Let A be the centre of one of the circular discs, B and C the two intersection points of their boundaries, and D the midpoint of the segment connecting B and C, which coincides with the midpoint of the segment connecting the two centres; see Figure 2. By construction, $d(A,B) = r$ , $d(A,D) = t/2$ , and the angle ADB is $\pi/2$ . Let $\beta$ and $\alpha$ denote the angles DBA and BAC, respectively, and let $a=d(B,D)$ . We use spherical trigonometry in the triangle ABD. By the spherical sine theorem, $\sin \beta = \sin(t/2)/\sin r$ . By the spherical cosine theorem used for the side AB, $\cos r = \cos a \cos (t/2)$ , and for the side BD,

$$\cos(\alpha/2) = \frac{\cos a - \cos r \cos(t/2)}{\sin r \sin(t/2)} = \frac{\tan(t/2)}{\tan r}.$$

Figure 2.

The surface area of the intersection of two spherical circular discs.

The surface area of half of the intersection is then obtained by subtracting the area of the triangle from the area of the circular sector, $\alpha\cdot(1-\cos r) - (\alpha + 2\beta - \pi)$ , which yields the assertions after substituting in the above formulas obtained for $\alpha$ and $\beta$ .

3. Proofs of Theorems 1 and 2

In the proof of Theorem 1, we closely follow the proof of the corresponding planar result in [Reference Fodor, Kevei and Vígh6, Theorem 1.2], whose argument is based on the technique used in [Reference Spivak17].

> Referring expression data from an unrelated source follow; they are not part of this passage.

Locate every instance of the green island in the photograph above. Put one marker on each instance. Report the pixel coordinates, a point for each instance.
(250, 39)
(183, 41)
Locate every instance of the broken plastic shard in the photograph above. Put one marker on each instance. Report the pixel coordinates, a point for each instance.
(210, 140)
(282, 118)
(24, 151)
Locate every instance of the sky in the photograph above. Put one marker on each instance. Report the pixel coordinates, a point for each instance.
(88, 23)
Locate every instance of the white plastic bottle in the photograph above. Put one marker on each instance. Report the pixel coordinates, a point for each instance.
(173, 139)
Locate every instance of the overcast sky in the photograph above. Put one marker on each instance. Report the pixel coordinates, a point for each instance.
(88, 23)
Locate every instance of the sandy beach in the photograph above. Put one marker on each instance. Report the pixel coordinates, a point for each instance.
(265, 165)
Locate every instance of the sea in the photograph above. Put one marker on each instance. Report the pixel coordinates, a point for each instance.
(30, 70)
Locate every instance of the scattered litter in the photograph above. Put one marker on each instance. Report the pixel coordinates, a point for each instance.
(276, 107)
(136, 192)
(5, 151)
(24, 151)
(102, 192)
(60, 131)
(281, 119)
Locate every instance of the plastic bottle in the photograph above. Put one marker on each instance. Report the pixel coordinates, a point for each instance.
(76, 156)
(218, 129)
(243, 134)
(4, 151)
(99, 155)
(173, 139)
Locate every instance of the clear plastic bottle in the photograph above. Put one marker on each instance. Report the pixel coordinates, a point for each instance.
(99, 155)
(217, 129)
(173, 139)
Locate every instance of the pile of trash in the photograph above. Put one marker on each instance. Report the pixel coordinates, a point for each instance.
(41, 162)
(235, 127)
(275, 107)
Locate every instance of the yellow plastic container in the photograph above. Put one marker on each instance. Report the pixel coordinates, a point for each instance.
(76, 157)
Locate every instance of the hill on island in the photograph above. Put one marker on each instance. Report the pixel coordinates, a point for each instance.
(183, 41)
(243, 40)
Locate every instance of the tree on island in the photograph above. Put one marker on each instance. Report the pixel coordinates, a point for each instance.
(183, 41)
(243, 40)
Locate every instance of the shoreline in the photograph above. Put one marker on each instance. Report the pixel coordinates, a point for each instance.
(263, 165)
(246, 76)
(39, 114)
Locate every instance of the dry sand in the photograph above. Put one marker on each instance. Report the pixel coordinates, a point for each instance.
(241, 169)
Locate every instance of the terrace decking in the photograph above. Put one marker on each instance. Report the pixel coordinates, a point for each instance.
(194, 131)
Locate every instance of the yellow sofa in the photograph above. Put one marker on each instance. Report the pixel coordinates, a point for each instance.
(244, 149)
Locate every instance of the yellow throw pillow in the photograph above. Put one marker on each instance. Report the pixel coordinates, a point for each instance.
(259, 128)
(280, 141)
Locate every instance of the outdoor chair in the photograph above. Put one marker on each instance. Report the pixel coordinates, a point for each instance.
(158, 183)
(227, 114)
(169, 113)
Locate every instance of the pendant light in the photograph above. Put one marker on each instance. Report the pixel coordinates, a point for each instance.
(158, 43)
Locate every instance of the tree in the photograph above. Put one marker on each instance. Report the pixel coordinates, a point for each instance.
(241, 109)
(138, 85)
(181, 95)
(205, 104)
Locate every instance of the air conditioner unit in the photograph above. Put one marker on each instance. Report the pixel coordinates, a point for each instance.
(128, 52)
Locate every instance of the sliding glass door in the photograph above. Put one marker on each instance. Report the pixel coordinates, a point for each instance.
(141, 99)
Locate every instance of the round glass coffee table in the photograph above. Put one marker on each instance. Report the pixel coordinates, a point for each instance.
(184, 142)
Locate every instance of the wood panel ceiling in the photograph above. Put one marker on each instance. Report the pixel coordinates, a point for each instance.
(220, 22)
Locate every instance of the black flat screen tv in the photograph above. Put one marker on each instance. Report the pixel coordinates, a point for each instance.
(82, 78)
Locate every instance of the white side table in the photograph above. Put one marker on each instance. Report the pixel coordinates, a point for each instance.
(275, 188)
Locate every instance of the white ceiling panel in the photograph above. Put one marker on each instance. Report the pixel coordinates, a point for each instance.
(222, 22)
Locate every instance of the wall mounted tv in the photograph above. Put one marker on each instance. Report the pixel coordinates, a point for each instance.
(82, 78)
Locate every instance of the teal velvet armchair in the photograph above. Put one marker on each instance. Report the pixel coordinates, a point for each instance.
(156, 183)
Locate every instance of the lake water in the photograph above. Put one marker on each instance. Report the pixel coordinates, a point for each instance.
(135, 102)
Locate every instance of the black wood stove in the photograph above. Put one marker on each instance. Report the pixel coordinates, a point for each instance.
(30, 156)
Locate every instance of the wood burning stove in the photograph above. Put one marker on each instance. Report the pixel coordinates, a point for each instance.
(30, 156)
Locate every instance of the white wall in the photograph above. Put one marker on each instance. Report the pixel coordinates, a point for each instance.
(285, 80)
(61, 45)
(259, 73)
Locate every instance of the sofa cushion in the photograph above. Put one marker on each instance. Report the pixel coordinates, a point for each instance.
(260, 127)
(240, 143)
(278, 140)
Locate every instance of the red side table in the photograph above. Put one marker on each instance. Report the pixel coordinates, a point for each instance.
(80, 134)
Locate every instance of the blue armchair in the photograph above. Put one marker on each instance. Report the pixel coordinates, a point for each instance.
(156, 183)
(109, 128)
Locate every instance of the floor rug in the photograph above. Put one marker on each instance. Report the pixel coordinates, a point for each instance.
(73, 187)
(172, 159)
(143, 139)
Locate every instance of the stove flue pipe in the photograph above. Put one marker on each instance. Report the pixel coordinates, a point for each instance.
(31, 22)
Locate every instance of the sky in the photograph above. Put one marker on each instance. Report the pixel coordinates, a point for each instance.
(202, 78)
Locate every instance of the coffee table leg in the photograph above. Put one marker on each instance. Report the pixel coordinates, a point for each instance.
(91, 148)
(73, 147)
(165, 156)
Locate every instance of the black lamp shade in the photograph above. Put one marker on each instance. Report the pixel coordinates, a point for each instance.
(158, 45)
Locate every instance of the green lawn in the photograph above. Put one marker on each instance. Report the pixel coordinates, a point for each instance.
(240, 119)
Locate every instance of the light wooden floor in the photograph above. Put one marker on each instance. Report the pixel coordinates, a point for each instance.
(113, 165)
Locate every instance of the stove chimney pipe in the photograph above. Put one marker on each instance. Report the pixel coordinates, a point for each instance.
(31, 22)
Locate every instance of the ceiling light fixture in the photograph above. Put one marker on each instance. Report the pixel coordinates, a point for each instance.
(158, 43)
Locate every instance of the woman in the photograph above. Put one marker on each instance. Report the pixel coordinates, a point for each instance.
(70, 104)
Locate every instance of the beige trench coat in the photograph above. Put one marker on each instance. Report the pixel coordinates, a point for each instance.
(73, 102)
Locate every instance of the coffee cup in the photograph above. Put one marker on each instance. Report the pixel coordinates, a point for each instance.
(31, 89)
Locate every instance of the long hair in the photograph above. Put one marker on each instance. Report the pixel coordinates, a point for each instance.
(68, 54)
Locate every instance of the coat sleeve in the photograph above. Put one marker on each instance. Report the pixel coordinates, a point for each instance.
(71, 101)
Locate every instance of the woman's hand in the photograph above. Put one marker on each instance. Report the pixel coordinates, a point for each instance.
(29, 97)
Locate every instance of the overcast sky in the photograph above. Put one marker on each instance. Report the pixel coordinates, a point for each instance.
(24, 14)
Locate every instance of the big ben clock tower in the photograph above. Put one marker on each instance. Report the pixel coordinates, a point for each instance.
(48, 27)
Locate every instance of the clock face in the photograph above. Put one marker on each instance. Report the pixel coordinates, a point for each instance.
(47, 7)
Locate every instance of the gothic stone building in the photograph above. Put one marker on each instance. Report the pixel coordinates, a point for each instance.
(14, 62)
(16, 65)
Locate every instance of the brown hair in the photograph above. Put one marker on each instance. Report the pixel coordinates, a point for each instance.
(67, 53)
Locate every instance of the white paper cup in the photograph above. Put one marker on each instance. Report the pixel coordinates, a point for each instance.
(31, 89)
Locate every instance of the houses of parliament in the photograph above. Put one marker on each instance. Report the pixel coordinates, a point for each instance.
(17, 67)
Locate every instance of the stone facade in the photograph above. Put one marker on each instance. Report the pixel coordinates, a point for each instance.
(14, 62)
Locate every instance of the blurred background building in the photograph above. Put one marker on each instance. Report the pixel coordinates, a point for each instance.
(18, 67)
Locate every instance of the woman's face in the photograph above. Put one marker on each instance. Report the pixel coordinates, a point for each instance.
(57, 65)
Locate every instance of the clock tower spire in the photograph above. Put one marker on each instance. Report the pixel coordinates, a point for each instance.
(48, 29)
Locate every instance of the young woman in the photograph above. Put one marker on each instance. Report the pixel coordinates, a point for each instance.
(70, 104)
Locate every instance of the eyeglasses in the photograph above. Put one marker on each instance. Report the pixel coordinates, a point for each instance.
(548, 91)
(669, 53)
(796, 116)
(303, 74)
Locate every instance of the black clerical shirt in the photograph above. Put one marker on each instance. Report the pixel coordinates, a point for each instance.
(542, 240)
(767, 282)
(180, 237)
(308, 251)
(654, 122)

Proof of Theorem 1. Let $P_1$ and $P_2$ be two distinct points in K. There are exactly two spherical circular discs of radius r that contain both points in their boundaries. Let $D^{-}(P_1, P_2)$ and $D^{+} (P_1,P_2)$ denote the spherical disc-caps determined by these circular discs, i.e. the closure of the subset of K that is not covered by the corresponding disc. We also introduce the notation $A^{-}(P_1, P_2)= A(D^{-}(P_1, P_2))$ and $A^{+}(P_1, P_2)= A(D^{+} (P_1, P_2))$ . Furthermore, let $i(P_1, P_2)$ denote the length of the shorter r-arc connecting $P_1$ and $P_2$ .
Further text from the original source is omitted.